Die Glaubwürdigkeit des Buches ist durch das Geschlechtsregister in Mt 1,5, worin Ruth, Boas, Obed und Isai genannt sind, bestätigt.
BOTSCHAFT
Es ist die Botschaft von der Gnade Gottes. Er ist der Gott der Witwen und Waisen, der mit den zwei armen, verlassenen Frauen eine besondere Geschichte anfängt, die Geschichte des Hauses David, aus dem später der Messias, der Erretter Israels, hervorgehen soll. Ferner bezeugt Gott, dass er nicht an Blut und Rasse gebunden ist, sondern dass sich seine Barmherzigkeit und sein souveränes Handeln auf alle Menschen erstreckt.
EINTEILUNG
Die Glaubenswahl Rt 1
Die Glaubensbewährung Rt 2-3
Die Glaubensbelohnung Rt 4
Schlüsselwort: Loskauf
SYMBOLIK
Der nächste Verwandte, der nicht loskaufen konnte (Rt 3,12; 4,6), ist ein Hinweis auf das Gesetz, das weder den Sünder retten noch ihm Leben spenden kann (Apg 13,38; Röm 8,3).
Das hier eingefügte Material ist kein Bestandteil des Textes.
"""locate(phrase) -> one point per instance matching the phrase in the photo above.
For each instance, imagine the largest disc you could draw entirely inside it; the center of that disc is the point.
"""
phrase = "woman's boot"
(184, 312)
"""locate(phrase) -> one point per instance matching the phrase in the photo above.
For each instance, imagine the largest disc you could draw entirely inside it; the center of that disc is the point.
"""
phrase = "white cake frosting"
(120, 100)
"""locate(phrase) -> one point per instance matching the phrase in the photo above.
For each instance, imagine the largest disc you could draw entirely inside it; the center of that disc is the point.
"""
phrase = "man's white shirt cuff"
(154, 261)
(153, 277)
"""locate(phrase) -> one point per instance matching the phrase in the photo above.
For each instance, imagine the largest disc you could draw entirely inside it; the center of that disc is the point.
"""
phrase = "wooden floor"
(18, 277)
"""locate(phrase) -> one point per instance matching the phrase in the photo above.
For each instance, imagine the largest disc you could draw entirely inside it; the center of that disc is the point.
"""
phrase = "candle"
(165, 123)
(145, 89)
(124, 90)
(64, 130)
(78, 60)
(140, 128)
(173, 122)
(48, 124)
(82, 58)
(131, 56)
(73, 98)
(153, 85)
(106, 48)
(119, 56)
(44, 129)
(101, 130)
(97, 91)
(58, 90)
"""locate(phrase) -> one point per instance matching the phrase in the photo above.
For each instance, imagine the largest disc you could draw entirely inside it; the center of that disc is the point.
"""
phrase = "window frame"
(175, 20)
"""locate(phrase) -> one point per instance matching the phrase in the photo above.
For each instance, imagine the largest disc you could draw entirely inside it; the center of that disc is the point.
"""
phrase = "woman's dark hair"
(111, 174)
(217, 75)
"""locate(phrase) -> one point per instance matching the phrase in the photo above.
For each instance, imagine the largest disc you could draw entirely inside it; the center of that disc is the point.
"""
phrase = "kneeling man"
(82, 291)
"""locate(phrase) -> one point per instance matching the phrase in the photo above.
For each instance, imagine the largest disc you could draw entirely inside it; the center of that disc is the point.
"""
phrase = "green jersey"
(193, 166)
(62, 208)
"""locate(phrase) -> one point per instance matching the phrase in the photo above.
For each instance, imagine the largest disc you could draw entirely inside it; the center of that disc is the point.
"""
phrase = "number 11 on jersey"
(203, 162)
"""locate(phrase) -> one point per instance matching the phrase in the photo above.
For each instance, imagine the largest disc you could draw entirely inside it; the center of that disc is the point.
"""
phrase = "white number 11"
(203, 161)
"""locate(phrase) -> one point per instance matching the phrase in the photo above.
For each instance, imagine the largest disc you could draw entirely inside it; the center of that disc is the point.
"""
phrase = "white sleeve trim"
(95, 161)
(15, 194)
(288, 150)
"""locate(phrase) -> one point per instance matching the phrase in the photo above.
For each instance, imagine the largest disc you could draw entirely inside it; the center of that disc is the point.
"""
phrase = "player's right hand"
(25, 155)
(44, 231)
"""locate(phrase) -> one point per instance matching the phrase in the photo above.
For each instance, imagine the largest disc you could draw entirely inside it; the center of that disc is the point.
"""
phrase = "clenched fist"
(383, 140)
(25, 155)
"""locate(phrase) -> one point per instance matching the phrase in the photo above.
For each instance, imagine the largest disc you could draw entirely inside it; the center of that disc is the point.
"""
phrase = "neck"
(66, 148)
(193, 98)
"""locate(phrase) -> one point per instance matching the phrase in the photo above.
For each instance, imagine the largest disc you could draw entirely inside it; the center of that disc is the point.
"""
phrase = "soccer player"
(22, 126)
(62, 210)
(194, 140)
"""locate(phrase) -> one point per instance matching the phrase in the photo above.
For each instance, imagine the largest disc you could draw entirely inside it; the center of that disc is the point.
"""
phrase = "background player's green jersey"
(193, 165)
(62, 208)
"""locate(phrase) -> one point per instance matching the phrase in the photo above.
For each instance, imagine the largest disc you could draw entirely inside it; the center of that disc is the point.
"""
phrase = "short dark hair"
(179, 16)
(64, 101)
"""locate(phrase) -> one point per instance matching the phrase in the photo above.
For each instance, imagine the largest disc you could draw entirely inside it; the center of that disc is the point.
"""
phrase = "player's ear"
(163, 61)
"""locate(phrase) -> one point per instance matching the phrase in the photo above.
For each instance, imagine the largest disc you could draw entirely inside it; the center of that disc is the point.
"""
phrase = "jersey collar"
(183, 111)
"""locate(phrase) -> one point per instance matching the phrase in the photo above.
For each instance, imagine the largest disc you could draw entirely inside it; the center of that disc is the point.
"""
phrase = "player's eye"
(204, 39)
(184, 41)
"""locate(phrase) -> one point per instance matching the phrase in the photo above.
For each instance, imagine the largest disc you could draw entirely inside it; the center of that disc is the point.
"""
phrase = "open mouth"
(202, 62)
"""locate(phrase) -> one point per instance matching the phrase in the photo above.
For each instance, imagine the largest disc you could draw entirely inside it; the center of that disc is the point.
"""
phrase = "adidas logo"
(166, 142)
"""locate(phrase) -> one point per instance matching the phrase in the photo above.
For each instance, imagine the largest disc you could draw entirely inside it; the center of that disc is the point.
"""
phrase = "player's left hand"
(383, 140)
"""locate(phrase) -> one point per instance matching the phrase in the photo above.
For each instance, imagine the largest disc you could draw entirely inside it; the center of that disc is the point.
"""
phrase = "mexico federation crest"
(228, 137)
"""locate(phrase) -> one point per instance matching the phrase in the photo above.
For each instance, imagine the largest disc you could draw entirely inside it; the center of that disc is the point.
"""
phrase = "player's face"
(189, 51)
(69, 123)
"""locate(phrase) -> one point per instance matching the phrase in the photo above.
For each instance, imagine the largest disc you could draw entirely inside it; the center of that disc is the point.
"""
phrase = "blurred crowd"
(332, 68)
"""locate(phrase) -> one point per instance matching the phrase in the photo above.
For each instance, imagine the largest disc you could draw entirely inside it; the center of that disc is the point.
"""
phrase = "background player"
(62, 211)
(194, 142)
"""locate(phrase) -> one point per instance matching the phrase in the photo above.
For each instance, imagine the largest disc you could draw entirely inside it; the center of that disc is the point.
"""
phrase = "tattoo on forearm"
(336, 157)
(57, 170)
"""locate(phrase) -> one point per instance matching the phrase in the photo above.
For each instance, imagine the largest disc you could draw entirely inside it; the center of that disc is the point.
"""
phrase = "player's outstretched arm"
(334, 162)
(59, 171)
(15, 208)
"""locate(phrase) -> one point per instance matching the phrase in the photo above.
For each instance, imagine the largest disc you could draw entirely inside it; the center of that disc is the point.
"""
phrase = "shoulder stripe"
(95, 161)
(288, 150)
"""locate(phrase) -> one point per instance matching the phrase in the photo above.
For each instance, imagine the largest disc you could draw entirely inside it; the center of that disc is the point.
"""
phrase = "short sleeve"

Boas war bereit, Ruth zu lösen, da der andere Verwandte nicht imstande war, es zu tun. Christus ist gekommen, zu schaffen, was das Gesetz nicht zu schaffen vermochte: die Erlösung der Menschheit.
Ruth, die nicht zum auserwählten Volk gehörte, ist ein Bild der Heidenchristen (Röm 9,25-26).
VERSCHIEDENES
Die drei Frauengestalten
ORPA, die Weltliche, deren Herz an ihrem Land und an dessen Götzen hing. Sie stellt den Menschen dar, der Ehre und Reichtum dieser Welt dem geistlichen Reichtum in Christus vorzieht (vgl. 2Tim 4,10).
RUTH, die Treue, die glaubende Frau, die bereit war, Heimat und Familie zu verlassen, um dem lebendigen Gott anzuhangen und zu dienen. Sie stellt den Menschen dar, der aus freiem Willen Jesus Christus erwählt. Ein solcher findet immer weit mehr, als er drangegeben hat (Mk 10,29-30; Phil 3,8; Kol 2,9-10, Menge).
NAEMI, die Abgefallene und Zurückgekehrte, die eine Zeitlang das Land ihres Gottes verliess, um im Feindesland zu wohnen. Sie stellt den Menschen dar, der den guten Weg verlässt, der aber nach der Leidensschule im Moabiterland (der Welt) wieder zu Gott zurückkehrt.